Transcript
This is such an important question because the impairment that happens in Alzheimer’s stretches our preconceived ideas of how to care for people and how to minister to them. What I mean by that is we tend to be overly reliant on a person’s intellectual and cognitive capacity. We explain the good news. We argue theological points. We challenge incorrect thoughts. We converse about ideas and we discuss motives. The leading edge of our ministry and our care tends to be dependent on a person’s ability to understand what is true and real. Therefore, the biggest obstacle in ministering to a loved one with Alzheimer's is that there is the subtraction of something that we typically depend on, and often an addition of something that we’re not prepared for. Though our ministry to those with Alzheimer’s is hindered by the subtraction of their cognitive and intellectual capacities, and the addition of the unusual and unexpected, and these would be things like paranoia and delusions and personality change.

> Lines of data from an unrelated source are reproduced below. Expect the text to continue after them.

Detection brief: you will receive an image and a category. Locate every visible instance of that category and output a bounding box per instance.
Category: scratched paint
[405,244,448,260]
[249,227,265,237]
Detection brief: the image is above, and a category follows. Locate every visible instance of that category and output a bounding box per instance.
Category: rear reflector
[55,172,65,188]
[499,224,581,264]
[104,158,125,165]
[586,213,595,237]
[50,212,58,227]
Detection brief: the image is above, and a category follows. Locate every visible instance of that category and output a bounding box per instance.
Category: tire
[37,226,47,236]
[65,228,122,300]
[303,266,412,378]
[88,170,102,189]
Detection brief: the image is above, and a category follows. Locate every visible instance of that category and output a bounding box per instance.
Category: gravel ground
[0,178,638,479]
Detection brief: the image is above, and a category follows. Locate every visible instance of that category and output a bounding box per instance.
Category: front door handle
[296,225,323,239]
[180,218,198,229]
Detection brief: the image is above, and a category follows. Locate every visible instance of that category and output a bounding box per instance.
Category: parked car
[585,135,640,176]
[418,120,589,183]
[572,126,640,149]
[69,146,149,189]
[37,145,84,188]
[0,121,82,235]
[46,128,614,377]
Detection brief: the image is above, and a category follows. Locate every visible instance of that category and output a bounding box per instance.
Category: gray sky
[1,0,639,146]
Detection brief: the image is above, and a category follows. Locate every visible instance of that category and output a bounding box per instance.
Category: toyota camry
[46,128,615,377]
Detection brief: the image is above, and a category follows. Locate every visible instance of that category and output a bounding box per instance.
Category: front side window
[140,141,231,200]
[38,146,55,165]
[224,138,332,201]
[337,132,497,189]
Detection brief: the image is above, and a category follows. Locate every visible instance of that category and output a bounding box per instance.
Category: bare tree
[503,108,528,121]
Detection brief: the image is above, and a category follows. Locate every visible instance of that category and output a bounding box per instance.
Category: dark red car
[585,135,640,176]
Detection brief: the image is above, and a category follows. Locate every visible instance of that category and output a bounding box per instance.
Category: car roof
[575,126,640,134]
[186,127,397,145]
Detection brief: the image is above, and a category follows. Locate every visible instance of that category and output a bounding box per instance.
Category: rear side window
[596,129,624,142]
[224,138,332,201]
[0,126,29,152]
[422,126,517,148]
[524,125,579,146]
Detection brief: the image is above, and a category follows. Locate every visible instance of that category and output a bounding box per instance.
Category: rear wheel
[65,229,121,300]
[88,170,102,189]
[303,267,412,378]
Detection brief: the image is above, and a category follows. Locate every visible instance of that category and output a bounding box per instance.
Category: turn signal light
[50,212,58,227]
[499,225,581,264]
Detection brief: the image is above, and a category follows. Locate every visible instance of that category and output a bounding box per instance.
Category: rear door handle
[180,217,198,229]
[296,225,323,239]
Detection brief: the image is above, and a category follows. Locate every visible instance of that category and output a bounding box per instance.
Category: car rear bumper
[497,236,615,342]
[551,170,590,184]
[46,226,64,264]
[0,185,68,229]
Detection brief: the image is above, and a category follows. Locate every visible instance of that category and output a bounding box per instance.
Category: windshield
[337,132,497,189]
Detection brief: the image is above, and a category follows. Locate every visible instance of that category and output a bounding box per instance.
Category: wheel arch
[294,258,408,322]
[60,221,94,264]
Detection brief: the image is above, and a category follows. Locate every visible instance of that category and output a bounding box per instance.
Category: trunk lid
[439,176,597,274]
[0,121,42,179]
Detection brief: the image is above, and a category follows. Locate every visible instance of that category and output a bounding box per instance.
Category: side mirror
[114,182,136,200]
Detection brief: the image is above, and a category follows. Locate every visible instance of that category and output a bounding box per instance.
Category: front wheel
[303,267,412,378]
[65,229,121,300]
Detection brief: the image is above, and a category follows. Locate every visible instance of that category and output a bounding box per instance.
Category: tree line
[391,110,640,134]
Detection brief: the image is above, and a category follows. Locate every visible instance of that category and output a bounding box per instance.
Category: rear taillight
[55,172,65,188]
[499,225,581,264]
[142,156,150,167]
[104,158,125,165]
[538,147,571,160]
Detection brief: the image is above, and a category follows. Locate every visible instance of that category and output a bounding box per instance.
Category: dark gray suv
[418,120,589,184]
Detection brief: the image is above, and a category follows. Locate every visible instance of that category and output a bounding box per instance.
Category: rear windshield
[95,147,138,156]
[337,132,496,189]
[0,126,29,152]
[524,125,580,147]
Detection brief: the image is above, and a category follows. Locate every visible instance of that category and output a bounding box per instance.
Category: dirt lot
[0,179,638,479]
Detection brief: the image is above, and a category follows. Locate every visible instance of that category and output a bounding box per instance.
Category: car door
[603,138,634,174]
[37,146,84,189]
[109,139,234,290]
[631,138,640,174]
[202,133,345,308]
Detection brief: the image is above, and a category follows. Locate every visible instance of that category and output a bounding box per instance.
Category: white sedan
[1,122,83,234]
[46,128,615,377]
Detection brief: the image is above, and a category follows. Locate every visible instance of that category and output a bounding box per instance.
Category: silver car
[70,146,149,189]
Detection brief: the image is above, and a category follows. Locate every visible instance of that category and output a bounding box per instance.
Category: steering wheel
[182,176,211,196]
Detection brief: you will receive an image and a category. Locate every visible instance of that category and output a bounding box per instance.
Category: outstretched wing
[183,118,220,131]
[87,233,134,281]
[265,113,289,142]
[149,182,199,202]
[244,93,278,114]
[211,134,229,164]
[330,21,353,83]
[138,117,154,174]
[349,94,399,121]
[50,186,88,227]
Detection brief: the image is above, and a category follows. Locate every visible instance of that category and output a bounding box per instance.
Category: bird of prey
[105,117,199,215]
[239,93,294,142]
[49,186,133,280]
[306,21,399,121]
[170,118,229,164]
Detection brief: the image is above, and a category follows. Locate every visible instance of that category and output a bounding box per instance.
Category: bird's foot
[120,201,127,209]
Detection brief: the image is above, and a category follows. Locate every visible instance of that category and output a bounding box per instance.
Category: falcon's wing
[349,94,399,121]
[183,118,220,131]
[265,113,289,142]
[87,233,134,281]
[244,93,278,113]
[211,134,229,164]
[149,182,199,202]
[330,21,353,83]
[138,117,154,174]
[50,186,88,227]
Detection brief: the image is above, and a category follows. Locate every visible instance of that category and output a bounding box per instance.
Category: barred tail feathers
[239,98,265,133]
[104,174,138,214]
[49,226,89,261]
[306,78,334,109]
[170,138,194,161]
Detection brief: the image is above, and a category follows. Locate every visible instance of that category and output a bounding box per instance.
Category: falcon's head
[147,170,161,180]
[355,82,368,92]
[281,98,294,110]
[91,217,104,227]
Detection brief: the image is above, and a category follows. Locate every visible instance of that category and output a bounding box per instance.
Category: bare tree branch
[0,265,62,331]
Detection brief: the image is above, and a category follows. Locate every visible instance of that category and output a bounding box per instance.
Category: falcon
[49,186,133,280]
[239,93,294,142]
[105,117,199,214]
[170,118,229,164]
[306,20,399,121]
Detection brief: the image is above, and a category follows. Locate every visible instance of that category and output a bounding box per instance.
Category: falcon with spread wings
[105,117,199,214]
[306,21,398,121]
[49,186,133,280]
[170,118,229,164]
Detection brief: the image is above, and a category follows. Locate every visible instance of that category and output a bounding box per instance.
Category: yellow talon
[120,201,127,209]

So when our routine strategies of care and ministry bump up against these deficits and limitations, what do we do? How do we support a parent who has Alzheimer’s? The answer is simply going to be a shift in emphasis. Caring for someone with Alzheimer’s does not require a radical paradigm shift, rather an emphasis on a different dimension of Christian care and helping. So in caring for someone with Alzheimer's, the emphasis is on what might be described as a ministry of presence and a ministry of reassurance.

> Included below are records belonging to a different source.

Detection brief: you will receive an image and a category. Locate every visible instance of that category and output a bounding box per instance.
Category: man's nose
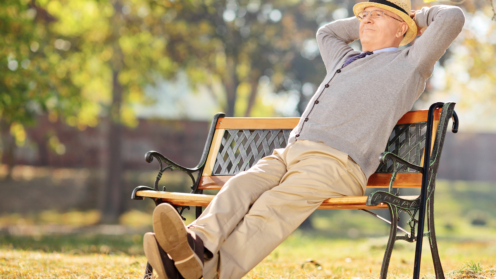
[362,19,374,26]
[363,14,374,23]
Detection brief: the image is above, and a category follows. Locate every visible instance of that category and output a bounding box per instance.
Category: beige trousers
[188,140,367,279]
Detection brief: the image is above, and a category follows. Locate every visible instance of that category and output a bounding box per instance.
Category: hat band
[368,0,409,16]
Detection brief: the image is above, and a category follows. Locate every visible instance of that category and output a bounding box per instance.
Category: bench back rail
[196,108,443,192]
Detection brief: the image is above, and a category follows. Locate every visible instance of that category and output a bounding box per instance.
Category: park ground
[1,232,495,278]
[1,180,496,278]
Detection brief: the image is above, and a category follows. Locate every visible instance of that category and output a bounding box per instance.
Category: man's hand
[410,10,424,36]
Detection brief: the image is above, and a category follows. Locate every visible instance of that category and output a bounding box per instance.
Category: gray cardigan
[287,5,465,179]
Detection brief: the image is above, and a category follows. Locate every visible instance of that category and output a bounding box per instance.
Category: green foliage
[158,0,340,117]
[42,0,185,128]
[425,4,496,131]
[1,0,187,132]
[0,0,80,127]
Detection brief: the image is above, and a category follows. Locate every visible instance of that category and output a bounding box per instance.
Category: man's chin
[359,37,373,45]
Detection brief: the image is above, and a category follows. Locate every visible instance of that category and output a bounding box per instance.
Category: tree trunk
[244,70,261,117]
[224,56,239,117]
[100,69,124,224]
[100,1,124,223]
[0,121,16,181]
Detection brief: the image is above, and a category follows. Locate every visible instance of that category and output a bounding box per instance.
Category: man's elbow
[316,25,334,47]
[316,26,328,42]
[443,6,465,31]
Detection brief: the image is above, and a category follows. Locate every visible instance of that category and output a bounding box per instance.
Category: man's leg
[150,147,290,279]
[216,140,367,279]
[187,147,290,254]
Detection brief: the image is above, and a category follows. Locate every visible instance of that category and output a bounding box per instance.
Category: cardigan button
[296,134,300,137]
[325,84,329,88]
[304,118,309,122]
[315,100,319,104]
[337,69,341,73]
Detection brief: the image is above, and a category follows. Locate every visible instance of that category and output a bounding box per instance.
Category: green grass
[1,179,496,277]
[0,234,144,255]
[1,232,495,278]
[464,261,483,273]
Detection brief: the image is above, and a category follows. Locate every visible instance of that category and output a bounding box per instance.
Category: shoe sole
[143,232,168,279]
[153,203,203,279]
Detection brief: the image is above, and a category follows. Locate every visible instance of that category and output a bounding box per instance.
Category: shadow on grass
[0,234,145,255]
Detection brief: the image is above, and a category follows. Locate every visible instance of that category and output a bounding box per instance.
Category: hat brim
[353,2,417,46]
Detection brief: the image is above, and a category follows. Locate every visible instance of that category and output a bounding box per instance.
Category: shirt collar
[373,47,399,54]
[350,47,398,61]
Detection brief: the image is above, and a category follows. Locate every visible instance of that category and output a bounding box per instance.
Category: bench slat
[136,190,417,210]
[217,118,300,129]
[199,173,422,190]
[215,109,441,129]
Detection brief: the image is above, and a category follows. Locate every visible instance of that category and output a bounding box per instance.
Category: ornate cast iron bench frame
[131,102,458,279]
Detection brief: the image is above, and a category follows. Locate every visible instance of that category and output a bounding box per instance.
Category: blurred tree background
[1,0,496,226]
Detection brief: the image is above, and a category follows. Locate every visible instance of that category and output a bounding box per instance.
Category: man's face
[359,6,406,48]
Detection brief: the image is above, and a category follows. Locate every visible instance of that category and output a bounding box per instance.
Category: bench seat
[199,173,423,190]
[135,190,417,210]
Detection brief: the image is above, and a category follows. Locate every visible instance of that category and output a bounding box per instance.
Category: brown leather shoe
[143,232,184,279]
[153,203,204,279]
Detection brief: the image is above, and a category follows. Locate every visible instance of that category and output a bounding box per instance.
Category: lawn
[1,232,495,278]
[1,180,496,278]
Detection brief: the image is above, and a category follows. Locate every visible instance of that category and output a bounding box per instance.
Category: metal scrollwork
[367,191,419,210]
[145,151,197,192]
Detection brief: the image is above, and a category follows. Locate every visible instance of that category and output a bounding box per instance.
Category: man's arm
[317,17,360,71]
[408,5,465,79]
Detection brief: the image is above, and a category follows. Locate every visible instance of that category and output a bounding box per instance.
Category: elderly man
[143,0,465,278]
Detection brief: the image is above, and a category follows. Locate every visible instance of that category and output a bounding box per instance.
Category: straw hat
[353,0,418,46]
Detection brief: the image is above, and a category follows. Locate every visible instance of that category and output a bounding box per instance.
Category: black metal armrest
[144,151,199,193]
[140,113,226,194]
[367,191,419,209]
[132,152,196,200]
[144,113,226,175]
[145,151,199,173]
[451,110,458,133]
[379,152,424,173]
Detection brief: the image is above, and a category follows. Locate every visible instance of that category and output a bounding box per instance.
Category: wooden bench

Our first ministry to our loved one suffering from Alzheimer’s is the ministry of presence. It recognizes the profound importance of us incarnating and embodying God’s presence in our relationships. We are ambassadors and representatives of the presence of God to his people. For those with Alzheimer’s, your presence is going to be the primary means by which Christ is known and experienced.
There’s a great scene in the movie Lars and the Real Girl that captures the ministry of presence perfectly. Lars and the Real Girl is about a struggling young man who buys a life-sized doll to be his girlfriend and eventually his wife. And in the course of the movie this imaginary, artificial spouse dies. And in spite of his bizarre behavior, Lars’s rural Wisconsin community rallies around him and takes care of him. And in the scene I’m referring to, some older women come over to his house and sit with him and they begin to knit and crochet. And when Lars asks them what they’re doing there, the women respond, “We came over to sit.” That is what people do when tragedy strikes. They come over and sit. This vignette is a great example of the ministry of presence. Something as ordinary as physical proximity is all of a sudden loaded with meaning and power.

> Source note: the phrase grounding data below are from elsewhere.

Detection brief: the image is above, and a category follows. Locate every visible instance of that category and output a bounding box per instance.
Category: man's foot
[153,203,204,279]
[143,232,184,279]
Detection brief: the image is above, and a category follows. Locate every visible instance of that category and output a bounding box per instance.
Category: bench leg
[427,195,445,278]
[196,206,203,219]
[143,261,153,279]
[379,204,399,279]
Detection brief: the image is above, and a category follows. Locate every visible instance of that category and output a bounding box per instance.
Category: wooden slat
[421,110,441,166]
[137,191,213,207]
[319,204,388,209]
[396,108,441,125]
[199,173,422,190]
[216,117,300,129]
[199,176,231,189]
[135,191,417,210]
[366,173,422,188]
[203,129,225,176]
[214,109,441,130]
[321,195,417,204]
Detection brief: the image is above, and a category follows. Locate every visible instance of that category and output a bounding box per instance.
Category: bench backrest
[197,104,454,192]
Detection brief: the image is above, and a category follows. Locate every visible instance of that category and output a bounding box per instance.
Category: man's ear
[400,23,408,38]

Our second ministry to our loved ones with Alzheimer’s is a ministry of reassurance. For many suffering with Alzheimer’s, on top of the cognitive decline, there is also paranoia, delusion, and bizarre personality changes. Our care for them is not to correct them or try and convince them otherwise. Instead, our care for them will look like a persistent, subtle reassurance towards what is true. A ministry of reassurance will reassure and redirect them to who they are in Christ, and who God is for them in Christ. I might sound something like this: “Dad, I want you to know that you’re safe, even if you don’t feel that way. Jesus is with you. You have nothing to worry about. You are his son and he is your God.” Or, “Mom, I know that you’re unsettled. I want you to trust me that the promises of Psalm 121 hold true. Jesus is near to you. He is your keeper and he will keep your coming and your going, forever.” The ministry of reassurance can be an exhausting one. You will likely be saying the same thing often. You will repeat yourself again and again and again. However, it doesn’t change the fact that this is what your loved one needs and it is the best way to come alongside them, to support them, and to care for them.
So how do I help a parent who suffers from Alzheimer’s? For the subtraction and the loss of cognitive abilities caused by Alzheimer’s, we prioritize presence, the ministry of presence. And for the addition of irrational thoughts and bizarre perception caused by Alzheimer’s, we prioritize reassurance, a ministry of reassurance.